Há uma nova rádio “no ar”. A SBSR FM foi apresentada esta terça-feira no número 25 da Rua Viriato, em Lisboa, o edifício sede da Música no Coração e de rádios como a Marginal, Oxigénio e Radar. Trata-se de uma rádio temática que tem como principal objetivo a divulgação de música nova, como fez questão de explicar o empresário Luís Montez, numa conferência de imprensa onde esteve também presente Rui Lopes Ferreira, o presidente da comissão executiva da Unicer.

Esta nova rádio recebeu o nome SBSR, uma colagem direta ao festival de verão Super Bock Super Rock, o que não acontece por acaso. Trata-se de um meio importante para alavancar o festival de música, seja na promoção dos artistas, seja pela forma praticamente imediata como se testam gostos e tendências: se as pessoas gostam de ouvir na rádio, também vão gostar de ver ao vivo.

Contudo, a música nova não atrai a massa crítica que permite captar publicidade e garantir a viabilidade financeira de uma estação de rádio, por isso o apoio da Unicer (a empresa que produz e comercializa a cerveja Super Bock) é fundamental. Rui Lopes Ferreira sublinhou a parceira que liga a Unicer e a Música no Coração, uma relação que dura há 23 anos, mais concretamente desde a primeira edição do festival Super Bock Super Rock.

A relação da rádio SBSR com o festival que lhe deu o nome e com a marca de cerveja que tem como patrocinador principal está presente. O logótipo é o mesmo do festival (a conhecida guitarra vermelha) e os nomes dos cinco painéis que constituem o corpo principal da grelha semanal são, no mínimo, um exercício de criatividade: “Manhã Autêntica”, “Parque das Canções”, “Super Tarde”, “Rock” e “Arena Lunar”.

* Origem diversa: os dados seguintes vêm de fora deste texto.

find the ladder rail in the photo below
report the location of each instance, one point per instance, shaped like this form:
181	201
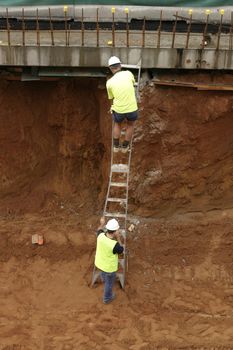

A SBSR pode ser ouvida em Lisboa na frequência 90.4 e, no Porto, em 91.0 – e claro, na Internet. Estas frequências, que pertenciam à Rádio Nostalgia, estão agora ocupadas pela nova estação, uma viragem que Luís Montez assinala como uma passagem natural “do passado para o futuro”. Numa breve entrevista, o responsável da promotora Música no Coração e da Luso Canal (empresa que detém as rádios Radar, Marginal, Oxigénio, Amália, entre outras) explicou ao Observador, de viva voz, o conceito por detrás da nova estação:

A diferença mais destacada está no modo como a SBSR foi pensada, em contracorrente com aquilo em que se tornou a rádio portuguesa nas últimas décadas. Ao apostar em programas de autor, ou seja, nas pessoas em vez das máquinas, a SBSR recupera o formato da “rádio de autor” – com as devidas adaptações ao tempo e à tecnologia.

Luís Montez fez questão de sublinhar isso mesmo, ao afirmar que “a recomendação dos animadores de rádio têm um papel importante”. E acrescentou: “não somos uma playlist, somos uma estação de rádio”, contrapondo com os sistemas de recomendação dos serviços de streaming de música.

Este foi precisamente o elemento central da entrevista que fizemos a Tiago Castro, coordenador da SBSR, e a Ricardo Mariano, autor do programa “Vidro Azul” (RUC, Radar), dois dos cinco locutores/realizadores que asseguram a grelha de continuidade da SBSR. E porque é de rádio que estamos a falar, trazemos na voz esta conversa:

A SBSR pode ser sintonizada em Lisboa (90.4 FM), no Porto (91.0 FM) e em todo o mundo através da página sbsr.fm.